Und diese ist erneut vom Feinsten. Nach wie vor präsentiert sich Ice Age im reduzierten Look. Bei Blue Skys Erfolgsfranchise spielte eine überdetaillierte Welt mit vollkommen fotorealistischer Flora und Fauna oder darin lebenden Tieren noch nie eine Rolle. Alles wirkte immer ein wenig kantiger, schroffer, ohne dass die eigentlichen Animationen der Charaktere irgendwie lieblos gewirkt hätten. Ganz im Gegenteil. Animationstechnisch war man immer state of the art. Das setzt sich in der drei unisono fort, erfährt aber diesmal eine deutliche Steigerung in Sachen Detailfreude, da mit dem Eindringen in die unterirdische Welt eine andere Umwelt etabliert wird. Und so präsentiert sich Ice Age lebendiger und farbiger als je zuvor und beweist erneut die definitive Vorherrschaft der Filmschmiede auf dem Gebiet der Lichtsetzung. Obendrein erlaubt man sich auch in dieser neuen Welt die Freiheit, keinen Animationsfilm abliefern zu müssen, der die Wirklichkeit kopiert. Und so hat auch hier jeder neu eingeführte Unterweltcharakter unbedingt cartooneske Anwandlungen. Das reicht von schrägen Körperverbiegungsmöglichkeiten hin zu schielenden Dinosauriern und macht vor zu Vegetariern umerzogenen Fleischfresserbabies lange nicht Halt. Als besonders edel erweist sich die (mittels genialer Partikeleffekte erstellte) Rückblende in Bucks Kampf mit Rudy, die nicht atmosphärischer hätte umgesetzt werden können. Die unglaublich schnellen Kamerafahrten und Zooms (etwa bei Bucks Aufzählung der zu befolgenden Regeln) sind dann quasi die Cocktailkirsche auf dem technischen zehn Gänge Menü. Großartig.

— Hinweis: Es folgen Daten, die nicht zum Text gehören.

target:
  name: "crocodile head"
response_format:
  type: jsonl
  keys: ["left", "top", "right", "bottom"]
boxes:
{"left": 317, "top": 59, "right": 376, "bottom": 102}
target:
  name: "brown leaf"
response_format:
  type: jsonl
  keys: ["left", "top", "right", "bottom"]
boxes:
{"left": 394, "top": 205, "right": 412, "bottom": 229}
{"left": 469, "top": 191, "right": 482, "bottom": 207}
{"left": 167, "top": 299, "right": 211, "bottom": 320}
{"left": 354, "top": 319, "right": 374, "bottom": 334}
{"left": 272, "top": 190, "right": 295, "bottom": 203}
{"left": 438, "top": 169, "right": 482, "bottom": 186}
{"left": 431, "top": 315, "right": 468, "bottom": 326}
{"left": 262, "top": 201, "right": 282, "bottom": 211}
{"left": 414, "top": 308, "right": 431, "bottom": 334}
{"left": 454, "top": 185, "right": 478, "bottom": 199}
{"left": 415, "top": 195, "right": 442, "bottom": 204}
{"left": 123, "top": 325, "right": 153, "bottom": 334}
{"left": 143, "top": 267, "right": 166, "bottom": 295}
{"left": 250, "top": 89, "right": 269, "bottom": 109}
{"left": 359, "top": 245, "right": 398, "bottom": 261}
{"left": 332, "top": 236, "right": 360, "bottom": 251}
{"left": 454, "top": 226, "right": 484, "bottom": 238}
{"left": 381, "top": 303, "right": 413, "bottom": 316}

Doch damit noch lange nicht genug, denn Ice Age 3 kommt in einigen Kinos auch in einer 3D optimierten Fassung daher und verblüfft da mit ungemein plastischen Bildern, die vor außerordentlicher Tiefenschärfe nur so strotzen. Große Anforderungen stellte die 3D Technik ganz sicher an die Animatoren der Fellbedeckungen der Hauptcharaktere, denn dieses wirkt dank der 3D Technik realer als je zuvor und macht förmlich Lust, sich mal in Manfred reinzukuscheln. Zudem ist Ice Age 3 der erste 3D Film der neuen Generation, der keine billigen 3D Effekte einbaut. Hier ragen keine Gegenstände sinnlos in den Raum, fliegt irgendetwas vor unserer Nase herum usw. Die Technik wird hier nur genutzt, um der durchweg funktionierenden Story eben eine interessante Tiefenwirkung zu verpassen, ihr also quasi etwas „Tiefgang“ zu verschaffen! Das konnte man bisher von noch keinem anderen neuen 3D Film behaupten. Dennoch wirkte Scrat nie kultiger als jetzt im gigantischen 3D Verfahren ... ;-)
Will man an dem Film herummäkeln, müsste man konstatieren, dass John Powell bei seinem Soundtrack diesmal nichts eingefallen ist und er recht belanglos zu Werke ging. Hier und da hinkt der Witz der eigentlichen Story dem Witz der Scrateinlagen deutlich hinterher, doch das ist man ja schon gewohnt. Subjektiv nervt mich persönlich die Ottoomnipräsenz, wenn es um die deutsche Synchronisation geht. Zum Glück spielt Sid wie schon in der zwei keine so wichtige Rolle mehr, weswegen man von der ganz großen Ottobreitseite verschont bleibt, das verhinderte aber nicht, dass Otto für den Abspann einen Song namens Ice Age beisteuerte, der zumindest in meiner Vorstellung das Publikum blitzartig flüchten ließ.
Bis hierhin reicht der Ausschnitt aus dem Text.